Bay Area Hadoop User Group (HUG) March Meetup

Detailed agenda and summaries:

  • 6:00 - 6:30 - Socialize over food and beer(s)
  • 6:30 - 7:00 - Data driven local commerce @ Groupon
  • 7:00 - 7:30 - Using Apache Hive with HBase and recent improvements
  • 7:30 - 8:00 - JuteRC compiler

 

Data driven local commerce @ Groupon

Groupon started out three years ago as a "deal of the day" company and is rapidly expanding into being one of the largest e-commerce companies on the planet, connecting the worlds of online and offline commerce.
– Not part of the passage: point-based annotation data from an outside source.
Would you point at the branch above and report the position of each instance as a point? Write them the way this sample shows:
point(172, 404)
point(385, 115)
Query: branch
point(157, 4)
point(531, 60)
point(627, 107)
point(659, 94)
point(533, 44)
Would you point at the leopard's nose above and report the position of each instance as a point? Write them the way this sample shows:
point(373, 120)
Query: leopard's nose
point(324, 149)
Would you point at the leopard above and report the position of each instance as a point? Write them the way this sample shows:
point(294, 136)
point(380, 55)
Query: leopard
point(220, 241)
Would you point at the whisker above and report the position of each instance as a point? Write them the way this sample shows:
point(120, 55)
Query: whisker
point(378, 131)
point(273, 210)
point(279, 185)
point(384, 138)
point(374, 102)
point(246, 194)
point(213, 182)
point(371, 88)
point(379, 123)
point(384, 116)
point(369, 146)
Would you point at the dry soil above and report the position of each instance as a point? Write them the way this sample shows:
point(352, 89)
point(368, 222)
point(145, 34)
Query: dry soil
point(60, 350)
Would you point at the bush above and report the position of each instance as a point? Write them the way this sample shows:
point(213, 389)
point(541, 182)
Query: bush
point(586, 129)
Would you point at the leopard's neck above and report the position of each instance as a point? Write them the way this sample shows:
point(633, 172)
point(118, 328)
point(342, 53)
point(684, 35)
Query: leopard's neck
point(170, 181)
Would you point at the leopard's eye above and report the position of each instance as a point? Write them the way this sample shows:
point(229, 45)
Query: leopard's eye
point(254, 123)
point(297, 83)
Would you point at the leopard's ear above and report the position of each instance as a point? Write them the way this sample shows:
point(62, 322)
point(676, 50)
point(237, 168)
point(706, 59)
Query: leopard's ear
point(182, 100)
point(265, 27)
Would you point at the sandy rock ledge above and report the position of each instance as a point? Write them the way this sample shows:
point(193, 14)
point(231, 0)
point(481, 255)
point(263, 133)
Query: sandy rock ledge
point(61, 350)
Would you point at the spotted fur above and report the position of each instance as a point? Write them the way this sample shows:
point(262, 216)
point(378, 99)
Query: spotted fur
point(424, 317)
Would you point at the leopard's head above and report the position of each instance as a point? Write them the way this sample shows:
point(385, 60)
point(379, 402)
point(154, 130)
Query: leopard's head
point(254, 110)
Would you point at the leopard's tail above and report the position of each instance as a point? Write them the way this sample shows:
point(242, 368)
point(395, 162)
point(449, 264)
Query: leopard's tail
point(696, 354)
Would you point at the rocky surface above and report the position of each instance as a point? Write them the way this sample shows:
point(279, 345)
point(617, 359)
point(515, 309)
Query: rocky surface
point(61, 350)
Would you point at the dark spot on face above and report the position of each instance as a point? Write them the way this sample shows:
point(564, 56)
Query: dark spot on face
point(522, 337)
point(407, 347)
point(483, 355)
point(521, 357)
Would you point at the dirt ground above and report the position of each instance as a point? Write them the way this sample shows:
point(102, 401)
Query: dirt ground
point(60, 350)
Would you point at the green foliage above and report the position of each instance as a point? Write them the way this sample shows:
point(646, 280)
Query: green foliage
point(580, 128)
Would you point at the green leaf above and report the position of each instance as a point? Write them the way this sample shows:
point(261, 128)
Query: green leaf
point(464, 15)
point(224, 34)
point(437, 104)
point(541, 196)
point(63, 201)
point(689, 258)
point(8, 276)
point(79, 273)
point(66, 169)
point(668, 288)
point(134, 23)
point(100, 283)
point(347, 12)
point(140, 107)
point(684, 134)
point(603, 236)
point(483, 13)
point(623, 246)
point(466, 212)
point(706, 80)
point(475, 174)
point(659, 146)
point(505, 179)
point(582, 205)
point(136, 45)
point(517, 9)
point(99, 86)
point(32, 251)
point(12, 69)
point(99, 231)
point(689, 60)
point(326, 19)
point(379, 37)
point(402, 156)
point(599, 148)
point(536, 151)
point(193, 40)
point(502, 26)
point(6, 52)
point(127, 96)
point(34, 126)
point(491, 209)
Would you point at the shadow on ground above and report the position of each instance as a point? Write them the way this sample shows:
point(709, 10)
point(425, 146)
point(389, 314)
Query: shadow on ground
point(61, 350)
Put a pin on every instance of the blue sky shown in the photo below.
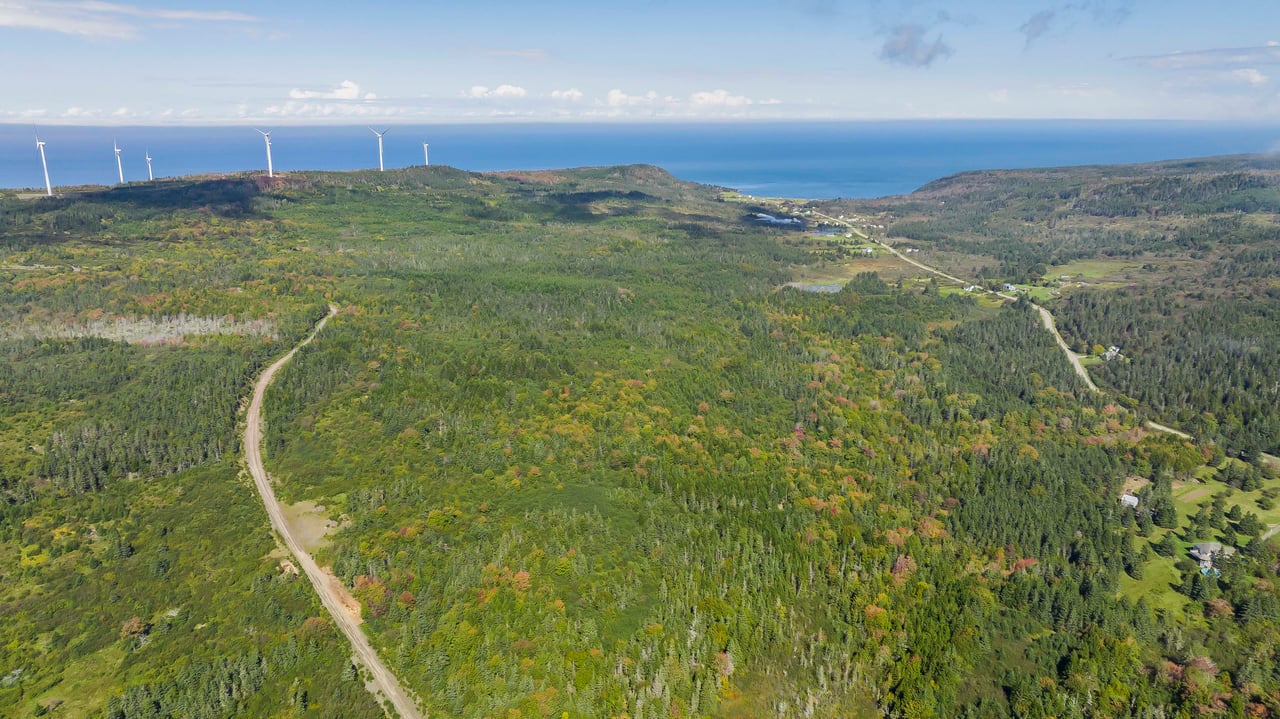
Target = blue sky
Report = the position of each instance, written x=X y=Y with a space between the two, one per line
x=289 y=62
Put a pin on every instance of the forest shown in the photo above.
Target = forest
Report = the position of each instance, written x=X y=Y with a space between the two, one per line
x=586 y=454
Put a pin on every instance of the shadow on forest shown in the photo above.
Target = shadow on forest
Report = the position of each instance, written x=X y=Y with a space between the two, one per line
x=48 y=220
x=228 y=197
x=598 y=205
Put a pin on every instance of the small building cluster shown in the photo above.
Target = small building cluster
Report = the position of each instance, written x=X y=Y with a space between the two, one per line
x=1207 y=552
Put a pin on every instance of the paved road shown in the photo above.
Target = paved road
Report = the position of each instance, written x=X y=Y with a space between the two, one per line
x=1045 y=314
x=1061 y=344
x=383 y=679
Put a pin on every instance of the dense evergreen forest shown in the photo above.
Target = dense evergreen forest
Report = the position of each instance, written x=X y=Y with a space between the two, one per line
x=586 y=454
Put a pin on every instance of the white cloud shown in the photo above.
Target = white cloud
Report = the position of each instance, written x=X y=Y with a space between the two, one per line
x=484 y=92
x=94 y=18
x=329 y=109
x=618 y=99
x=718 y=99
x=346 y=90
x=1214 y=58
x=1249 y=74
x=572 y=95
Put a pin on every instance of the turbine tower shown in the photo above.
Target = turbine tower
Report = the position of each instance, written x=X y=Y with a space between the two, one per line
x=40 y=145
x=379 y=147
x=266 y=137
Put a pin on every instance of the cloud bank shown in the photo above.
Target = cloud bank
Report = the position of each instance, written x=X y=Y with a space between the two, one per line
x=906 y=45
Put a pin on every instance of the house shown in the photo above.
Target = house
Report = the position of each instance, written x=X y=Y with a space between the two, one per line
x=1206 y=552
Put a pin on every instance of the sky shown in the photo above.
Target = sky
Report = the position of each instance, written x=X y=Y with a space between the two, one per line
x=323 y=62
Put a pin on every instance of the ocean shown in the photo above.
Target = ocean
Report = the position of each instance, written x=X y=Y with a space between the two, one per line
x=799 y=159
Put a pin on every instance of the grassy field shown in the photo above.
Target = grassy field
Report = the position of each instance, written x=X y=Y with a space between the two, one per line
x=1159 y=586
x=1096 y=269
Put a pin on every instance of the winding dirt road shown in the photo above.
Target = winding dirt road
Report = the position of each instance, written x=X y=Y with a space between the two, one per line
x=332 y=596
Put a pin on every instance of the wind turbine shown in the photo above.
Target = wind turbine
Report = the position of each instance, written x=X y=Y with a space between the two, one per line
x=119 y=168
x=266 y=137
x=379 y=147
x=40 y=145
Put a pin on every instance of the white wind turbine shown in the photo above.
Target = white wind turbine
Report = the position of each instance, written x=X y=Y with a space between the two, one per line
x=266 y=137
x=119 y=168
x=379 y=147
x=40 y=145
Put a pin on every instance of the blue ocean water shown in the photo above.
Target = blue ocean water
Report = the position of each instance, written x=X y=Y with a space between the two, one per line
x=799 y=159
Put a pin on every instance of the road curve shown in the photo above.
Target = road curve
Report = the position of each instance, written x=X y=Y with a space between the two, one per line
x=1063 y=346
x=383 y=679
x=1045 y=314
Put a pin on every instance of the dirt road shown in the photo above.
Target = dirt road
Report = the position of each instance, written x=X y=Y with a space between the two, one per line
x=332 y=596
x=1045 y=314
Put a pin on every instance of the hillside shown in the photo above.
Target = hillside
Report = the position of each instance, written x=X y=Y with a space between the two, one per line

In this talk, we give an overview of how Groupon employs a data-driven approach to power local commerce by using Big Data to deliver the right deal to the right consumer at the right time. We'll give a "view from the trenches" on how we've built and grown our relevance technology leveraging Hadoop and other open-source tools. 

Presenter: Shawn Jeffery and Sean O'Brien, Groupon

 

Using Apache Hive with HBase and recent improvements 

Apache Hive and HBase are very popular projects in the Hadoop ecosystem. Using Hive with HBase was made possible by contributions from Facebook around 2010. In this talk, we will go over the details of how the integration works, and talk about recent improvements. Specifically, we will cover the basic architecture, schema and data type mappings, and recent filter pushdown optimizations. We will also go into detail about the security aspects of Hadoop/HBase related to Hive setups.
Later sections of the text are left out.